Depending on your perspective this is either very bold or extremely naive. DingTalk’s recent experience getting fifty million students online virtually overnight may have given them the confidence that they can actually pull it off.
Personally, I’m skeptical that the experience of getting students online during an emergency quarantine is applicable to the consumer market generally. I found Chen’s example of a restaurant waitress showing her DingTalk QR code to a customer to scan in DingTalk entirely unconvincing. It reminded me of when Alibaba essentially tried to reverse engineer a social app from their popular payment app Alipay. That same flawed logic seems to be at play here.
One can’t help but compare Circles to how WeChat Work connects businesses and customers. The crucial difference is that Tencent built the dominant consumer messaging app WeChat before connecting it to a separate but interoperable business app. WeChat is the default app to connect to a friend or business acquaintance in China, not DingTalk. Network effects like these are the single most difficult challenge for any business to overcome.

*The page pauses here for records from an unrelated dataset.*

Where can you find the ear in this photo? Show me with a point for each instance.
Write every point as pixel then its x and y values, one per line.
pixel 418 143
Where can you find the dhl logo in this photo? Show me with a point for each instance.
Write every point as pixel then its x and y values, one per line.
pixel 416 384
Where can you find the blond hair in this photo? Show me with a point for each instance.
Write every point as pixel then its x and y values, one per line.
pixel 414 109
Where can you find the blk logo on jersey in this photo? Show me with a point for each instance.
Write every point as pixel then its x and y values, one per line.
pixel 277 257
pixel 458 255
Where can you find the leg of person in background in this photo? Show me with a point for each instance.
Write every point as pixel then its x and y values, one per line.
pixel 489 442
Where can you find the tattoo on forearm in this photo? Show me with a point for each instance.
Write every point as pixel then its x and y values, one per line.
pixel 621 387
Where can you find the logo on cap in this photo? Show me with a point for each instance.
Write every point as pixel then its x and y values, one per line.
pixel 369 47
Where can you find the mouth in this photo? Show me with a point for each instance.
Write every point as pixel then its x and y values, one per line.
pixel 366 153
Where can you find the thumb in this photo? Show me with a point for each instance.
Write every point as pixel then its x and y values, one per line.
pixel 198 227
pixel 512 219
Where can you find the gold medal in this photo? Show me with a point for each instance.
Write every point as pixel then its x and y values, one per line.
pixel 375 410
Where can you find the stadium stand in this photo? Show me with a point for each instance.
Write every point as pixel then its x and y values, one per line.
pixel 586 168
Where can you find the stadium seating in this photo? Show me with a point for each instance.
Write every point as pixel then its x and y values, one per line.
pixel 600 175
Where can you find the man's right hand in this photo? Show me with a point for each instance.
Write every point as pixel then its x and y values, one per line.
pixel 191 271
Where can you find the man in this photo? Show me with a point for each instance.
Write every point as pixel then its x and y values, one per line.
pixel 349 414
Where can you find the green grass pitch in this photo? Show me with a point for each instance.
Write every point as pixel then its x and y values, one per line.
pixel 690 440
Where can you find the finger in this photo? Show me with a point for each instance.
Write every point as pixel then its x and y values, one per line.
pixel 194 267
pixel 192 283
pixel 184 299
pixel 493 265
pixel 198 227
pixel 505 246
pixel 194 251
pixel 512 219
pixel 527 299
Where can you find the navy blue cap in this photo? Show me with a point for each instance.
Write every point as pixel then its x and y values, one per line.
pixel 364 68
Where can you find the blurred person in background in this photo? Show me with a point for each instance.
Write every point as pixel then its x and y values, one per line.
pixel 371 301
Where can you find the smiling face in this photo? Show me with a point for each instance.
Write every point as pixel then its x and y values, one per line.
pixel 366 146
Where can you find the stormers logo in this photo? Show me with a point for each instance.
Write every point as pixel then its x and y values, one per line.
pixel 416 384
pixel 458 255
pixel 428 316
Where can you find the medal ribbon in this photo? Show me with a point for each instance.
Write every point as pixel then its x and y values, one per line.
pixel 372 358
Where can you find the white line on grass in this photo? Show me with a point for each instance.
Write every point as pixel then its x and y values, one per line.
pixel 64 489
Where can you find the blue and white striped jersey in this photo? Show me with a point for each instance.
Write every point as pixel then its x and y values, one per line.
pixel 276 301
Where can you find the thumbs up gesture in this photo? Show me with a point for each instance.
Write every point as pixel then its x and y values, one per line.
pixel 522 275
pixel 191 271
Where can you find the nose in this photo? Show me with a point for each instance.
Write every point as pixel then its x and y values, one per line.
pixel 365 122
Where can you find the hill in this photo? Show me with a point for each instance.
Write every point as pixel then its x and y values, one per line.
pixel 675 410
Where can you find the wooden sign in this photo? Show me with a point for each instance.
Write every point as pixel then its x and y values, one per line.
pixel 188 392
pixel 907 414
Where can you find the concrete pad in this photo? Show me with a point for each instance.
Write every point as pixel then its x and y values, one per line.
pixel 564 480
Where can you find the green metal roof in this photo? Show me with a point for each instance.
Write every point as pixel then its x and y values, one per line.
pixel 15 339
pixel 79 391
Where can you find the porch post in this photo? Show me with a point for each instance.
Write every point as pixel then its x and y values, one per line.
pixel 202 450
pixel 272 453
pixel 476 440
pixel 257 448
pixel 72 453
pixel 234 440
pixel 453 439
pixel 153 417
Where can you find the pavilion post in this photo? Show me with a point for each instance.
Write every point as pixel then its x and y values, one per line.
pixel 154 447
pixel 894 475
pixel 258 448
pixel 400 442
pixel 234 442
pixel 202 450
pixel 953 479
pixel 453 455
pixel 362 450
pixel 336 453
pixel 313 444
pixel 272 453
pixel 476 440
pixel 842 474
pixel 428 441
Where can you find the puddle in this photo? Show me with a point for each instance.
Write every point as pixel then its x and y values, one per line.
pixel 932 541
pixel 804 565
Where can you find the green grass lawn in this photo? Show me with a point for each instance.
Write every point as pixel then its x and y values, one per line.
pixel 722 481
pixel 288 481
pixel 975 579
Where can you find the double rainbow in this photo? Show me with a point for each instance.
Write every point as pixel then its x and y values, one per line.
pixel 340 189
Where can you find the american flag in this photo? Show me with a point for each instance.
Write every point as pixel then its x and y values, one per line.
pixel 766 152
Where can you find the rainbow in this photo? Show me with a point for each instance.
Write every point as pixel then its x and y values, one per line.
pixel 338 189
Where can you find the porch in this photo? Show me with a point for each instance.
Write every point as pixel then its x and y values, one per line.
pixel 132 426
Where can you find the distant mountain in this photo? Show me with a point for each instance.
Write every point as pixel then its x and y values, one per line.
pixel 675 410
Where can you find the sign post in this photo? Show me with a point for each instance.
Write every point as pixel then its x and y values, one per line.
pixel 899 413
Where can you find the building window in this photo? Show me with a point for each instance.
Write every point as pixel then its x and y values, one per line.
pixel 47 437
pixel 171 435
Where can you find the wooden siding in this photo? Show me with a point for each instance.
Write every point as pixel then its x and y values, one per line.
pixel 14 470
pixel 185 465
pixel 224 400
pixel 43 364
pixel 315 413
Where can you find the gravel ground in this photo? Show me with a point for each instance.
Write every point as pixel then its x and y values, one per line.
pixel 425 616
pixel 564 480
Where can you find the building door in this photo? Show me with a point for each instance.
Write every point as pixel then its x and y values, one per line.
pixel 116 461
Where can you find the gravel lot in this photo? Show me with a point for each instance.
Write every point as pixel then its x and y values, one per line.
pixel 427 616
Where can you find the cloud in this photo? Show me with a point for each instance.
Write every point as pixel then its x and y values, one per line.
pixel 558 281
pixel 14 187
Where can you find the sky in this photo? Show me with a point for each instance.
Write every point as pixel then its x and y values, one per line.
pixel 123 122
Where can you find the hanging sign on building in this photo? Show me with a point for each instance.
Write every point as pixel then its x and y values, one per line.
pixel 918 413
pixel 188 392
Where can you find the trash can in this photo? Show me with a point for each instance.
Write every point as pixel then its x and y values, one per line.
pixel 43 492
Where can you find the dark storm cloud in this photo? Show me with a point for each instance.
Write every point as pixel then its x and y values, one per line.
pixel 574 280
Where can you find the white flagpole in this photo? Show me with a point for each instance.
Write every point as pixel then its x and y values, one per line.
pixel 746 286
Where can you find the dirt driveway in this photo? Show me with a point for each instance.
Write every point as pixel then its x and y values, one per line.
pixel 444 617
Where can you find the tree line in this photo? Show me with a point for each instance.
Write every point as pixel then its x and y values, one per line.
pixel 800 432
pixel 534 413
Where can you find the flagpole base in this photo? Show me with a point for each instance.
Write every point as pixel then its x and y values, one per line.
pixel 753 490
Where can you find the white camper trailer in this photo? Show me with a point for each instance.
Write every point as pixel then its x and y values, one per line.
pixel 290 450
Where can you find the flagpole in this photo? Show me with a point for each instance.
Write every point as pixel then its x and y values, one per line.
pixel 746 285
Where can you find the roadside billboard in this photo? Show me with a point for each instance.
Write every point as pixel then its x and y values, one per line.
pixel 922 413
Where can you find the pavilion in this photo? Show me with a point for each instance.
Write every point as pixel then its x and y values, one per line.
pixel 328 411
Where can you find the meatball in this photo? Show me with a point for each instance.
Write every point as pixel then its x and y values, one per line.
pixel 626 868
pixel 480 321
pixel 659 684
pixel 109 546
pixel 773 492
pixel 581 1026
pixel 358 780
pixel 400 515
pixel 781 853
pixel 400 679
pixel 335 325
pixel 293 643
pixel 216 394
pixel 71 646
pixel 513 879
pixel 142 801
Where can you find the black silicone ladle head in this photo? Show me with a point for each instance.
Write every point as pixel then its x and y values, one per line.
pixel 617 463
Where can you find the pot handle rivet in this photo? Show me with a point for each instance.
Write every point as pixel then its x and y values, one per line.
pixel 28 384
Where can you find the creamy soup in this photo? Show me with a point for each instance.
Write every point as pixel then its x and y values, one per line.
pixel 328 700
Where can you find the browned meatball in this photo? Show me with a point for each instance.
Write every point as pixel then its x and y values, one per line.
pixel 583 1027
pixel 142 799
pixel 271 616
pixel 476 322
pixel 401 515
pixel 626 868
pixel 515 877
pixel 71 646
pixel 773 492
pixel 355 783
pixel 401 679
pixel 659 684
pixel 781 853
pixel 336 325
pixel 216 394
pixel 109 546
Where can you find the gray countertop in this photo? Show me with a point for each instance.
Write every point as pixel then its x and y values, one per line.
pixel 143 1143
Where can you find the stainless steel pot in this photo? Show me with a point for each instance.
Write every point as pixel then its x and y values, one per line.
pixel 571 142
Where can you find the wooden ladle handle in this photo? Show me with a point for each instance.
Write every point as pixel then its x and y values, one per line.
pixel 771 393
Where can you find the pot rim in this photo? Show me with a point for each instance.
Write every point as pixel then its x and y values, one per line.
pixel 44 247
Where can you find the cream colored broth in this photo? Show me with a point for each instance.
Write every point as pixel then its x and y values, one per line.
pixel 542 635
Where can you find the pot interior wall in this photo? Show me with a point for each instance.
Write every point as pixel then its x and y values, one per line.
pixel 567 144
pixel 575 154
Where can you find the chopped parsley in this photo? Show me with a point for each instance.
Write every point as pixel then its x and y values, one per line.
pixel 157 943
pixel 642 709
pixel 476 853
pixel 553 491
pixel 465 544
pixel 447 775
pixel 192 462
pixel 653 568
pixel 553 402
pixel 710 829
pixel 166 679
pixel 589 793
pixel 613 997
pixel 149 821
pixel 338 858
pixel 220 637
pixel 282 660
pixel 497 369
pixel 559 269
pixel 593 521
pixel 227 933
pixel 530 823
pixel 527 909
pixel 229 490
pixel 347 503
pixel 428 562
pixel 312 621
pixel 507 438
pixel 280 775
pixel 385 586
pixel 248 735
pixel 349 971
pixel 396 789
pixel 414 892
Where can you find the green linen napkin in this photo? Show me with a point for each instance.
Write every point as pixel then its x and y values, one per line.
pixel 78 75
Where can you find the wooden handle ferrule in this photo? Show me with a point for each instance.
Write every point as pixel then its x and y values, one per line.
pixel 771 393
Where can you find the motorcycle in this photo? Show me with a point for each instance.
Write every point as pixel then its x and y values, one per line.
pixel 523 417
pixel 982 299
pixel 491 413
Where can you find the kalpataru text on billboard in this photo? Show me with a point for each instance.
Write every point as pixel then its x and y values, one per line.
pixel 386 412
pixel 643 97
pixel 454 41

With the exception of interoperability with WeChat, DingTalk and WeChat Work are basically at feature parity. For companies that regularly interact with their customers in WeChat, which is most companies in China, why would they choose anything other than WeChat Work?
One might be tempted to argue that with more than 200 million users (maybe 250 million now if we include the new students), DingTalk already has a decent userbase from which to launch Circles. But the difficulty is more fundamental than getting app downloads (for perspective: Alipay had 400 million users when they tried to break out as a social app). The crux is the premise that an enterprise app like DingTalk can somehow become an appealing app to non-business users, or, for existing DingTalk users, that they will suddenly start using the app in a non-business context.
In any case, DingTalk and WeChat Work should both come out of the Covid-19 epidemic with an enduring new market in online learning. Circles, however, won’t give Alibaba its long-sought win in social.
DingTalk ended its live stream with a pitch for Real, a campus social networking app also from Alibaba. Both apps have origin stories that start with Laiwang, the app that was supposed to be Alibaba’s WeChat competitor. Real is the latest effort by some of the original Laiwang team. DingTalk was built on the re-purposed code of Laiwang after it was shut down. They haven’t given up yet.